# 📄 Invoice Information Extraction Notebook

This notebook demonstrates how to extract **invoice number, date, and line items** from invoice images using:
- HuggingFace invoice dataset (`katanaml-org/invoices-donut-data-v1`)
- OCR with Tesseract
- Regex-based extraction
- Optional HuggingFace Donut model

---

In [None]:
# ✅ Install dependencies
!pip install datasets pytesseract pillow pdf2image matplotlib
!apt-get install -y tesseract-ocr

# Optional: HuggingFace Donut model
!pip install transformers accelerate timm sentencepiece

In [None]:
from datasets import load_dataset
import pytesseract
from PIL import Image
import re, json
import matplotlib.pyplot as plt

# Load HuggingFace invoice dataset
dataset = load_dataset("katanaml-org/invoices-donut-data-v1")
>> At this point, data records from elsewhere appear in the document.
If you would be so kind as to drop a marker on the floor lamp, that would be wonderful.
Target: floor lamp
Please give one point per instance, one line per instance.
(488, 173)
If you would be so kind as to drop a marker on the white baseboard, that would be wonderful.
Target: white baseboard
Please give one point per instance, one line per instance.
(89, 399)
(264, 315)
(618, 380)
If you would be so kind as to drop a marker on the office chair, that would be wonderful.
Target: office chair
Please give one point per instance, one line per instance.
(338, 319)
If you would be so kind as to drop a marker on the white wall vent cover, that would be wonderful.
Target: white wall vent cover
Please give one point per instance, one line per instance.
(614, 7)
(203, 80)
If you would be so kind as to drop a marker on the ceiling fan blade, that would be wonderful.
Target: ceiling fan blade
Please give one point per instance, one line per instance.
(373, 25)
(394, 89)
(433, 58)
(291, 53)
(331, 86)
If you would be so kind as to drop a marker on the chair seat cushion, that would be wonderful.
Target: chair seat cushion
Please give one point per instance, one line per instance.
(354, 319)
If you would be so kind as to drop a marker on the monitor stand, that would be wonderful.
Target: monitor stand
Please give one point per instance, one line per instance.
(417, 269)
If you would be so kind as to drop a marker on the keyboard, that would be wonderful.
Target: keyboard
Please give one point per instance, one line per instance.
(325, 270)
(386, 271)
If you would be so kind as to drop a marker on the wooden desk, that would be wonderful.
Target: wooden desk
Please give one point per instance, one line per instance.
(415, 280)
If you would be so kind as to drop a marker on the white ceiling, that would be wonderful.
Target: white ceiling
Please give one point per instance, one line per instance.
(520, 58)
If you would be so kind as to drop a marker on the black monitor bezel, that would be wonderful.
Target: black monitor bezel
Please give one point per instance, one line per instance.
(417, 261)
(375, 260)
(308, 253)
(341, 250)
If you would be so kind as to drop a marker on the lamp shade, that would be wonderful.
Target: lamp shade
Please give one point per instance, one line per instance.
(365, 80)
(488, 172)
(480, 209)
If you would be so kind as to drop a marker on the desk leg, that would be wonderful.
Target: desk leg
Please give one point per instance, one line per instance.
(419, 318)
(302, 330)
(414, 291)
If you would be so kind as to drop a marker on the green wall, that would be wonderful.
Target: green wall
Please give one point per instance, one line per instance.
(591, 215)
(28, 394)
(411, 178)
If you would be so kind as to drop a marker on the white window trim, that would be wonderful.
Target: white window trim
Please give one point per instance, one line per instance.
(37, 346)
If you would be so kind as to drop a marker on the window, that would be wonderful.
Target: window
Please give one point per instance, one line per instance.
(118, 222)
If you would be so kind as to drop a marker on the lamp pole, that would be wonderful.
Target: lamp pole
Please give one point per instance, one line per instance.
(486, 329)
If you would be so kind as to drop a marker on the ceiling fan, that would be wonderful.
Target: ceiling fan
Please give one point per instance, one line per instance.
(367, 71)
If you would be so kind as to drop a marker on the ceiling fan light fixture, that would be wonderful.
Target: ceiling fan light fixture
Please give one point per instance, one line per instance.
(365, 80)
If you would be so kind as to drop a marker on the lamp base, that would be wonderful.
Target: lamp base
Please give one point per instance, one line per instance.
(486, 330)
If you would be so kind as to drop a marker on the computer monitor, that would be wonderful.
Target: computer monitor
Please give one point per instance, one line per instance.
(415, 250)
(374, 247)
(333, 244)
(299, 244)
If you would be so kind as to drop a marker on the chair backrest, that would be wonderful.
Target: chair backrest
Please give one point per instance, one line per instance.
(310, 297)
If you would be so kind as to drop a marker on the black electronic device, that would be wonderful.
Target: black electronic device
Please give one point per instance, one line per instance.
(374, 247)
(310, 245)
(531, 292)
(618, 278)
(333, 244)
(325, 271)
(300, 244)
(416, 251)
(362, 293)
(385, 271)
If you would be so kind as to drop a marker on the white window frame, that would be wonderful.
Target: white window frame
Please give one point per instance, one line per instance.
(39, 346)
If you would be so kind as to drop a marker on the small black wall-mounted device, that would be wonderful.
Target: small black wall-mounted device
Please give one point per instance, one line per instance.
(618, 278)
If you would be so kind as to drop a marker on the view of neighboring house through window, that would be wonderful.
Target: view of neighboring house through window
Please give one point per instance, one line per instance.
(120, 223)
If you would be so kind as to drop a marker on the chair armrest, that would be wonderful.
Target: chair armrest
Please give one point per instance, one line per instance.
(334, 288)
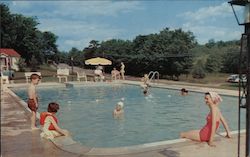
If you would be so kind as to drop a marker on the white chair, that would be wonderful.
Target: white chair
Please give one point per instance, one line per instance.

# Take first invoice sample
sample = dataset['train'][0]
img = sample['image']

# Show invoice image
plt.imshow(img)
plt.axis('off')
plt.show()

text = pytesseract.image_to_string(img)
print(text[:1000])  # preview OCR text

In [None]:
# ✅ Regex extractors
invoice_number = re.search(r"Invoice\s*No\.?[:\s]*([A-Za-z0-9-]+)", text, re.IGNORECASE)
invoice_date = re.search(r"Date[:\s]*([0-9]{2}/[0-9]{2}/[0-9]{4})", text, re.IGNORECASE)
total_amount = re.search(r"Total[:\s]*\$?([0-9,.]+)", text, re.IGNORECASE)

extracted_data = {
    "invoice_number": invoice_number.group(1) if invoice_number else None,
    "invoice_date": invoice_date.group(1) if invoice_date else None,
    "total_amount": total_amount.group(1) if total_amount else None,
}

print(json.dumps(extracted_data, indent=2))

In [None]:
# ✅ Extract line items (very basic heuristic: look for rows with qty, price, total)
lines = text.split('\n')
line_items = []
for line in lines:
    if re.search(r"[0-9]+\s+x\s+\$?[0-9,.]+", line):
        line_items.append(line.strip())

extracted_data["line_items"] = line_items
print(json.dumps(extracted_data, indent=2))

In [None]:
# ✅ Optional: HuggingFace Donut Model
try:
    from transformers import DonutProcessor, VisionEncoderDecoderModel
    import torch

    processor = DonutProcessor.from_pretrained("naver-clova-ix/donut-base-finetuned-docvqa")
    model = VisionEncoderDecoderModel.from_pretrained("naver-clova-ix/donut-base-finetuned-docvqa")

    pixel_values = processor(img, return_tensors="pt").pixel_values
    task_prompt = "<s_docvqa><s_question>What is the invoice number?<s_answer>"
    decoder_input_ids = processor.tokenizer(task_prompt, add_special_tokens=False, return_tensors="pt").input_ids

    outputs = model.generate(pixel_values, decoder_input_ids=decoder_input_ids, max_length=64)
    result = processor.batch_decode(outputs, skip_special_tokens=True)[0]
    print("Donut model answer:", result)
except Exception as e:
    print("⚠️ Donut model not available:", e)

---
## ✅ Next Steps (Scalable Design)
- You can define **new regex patterns** or ML models for additional fields.
- Extend schema in `extracted_data` dict for any new field.
- Train HuggingFace Donut or LayoutLM on custom invoices for production use.

---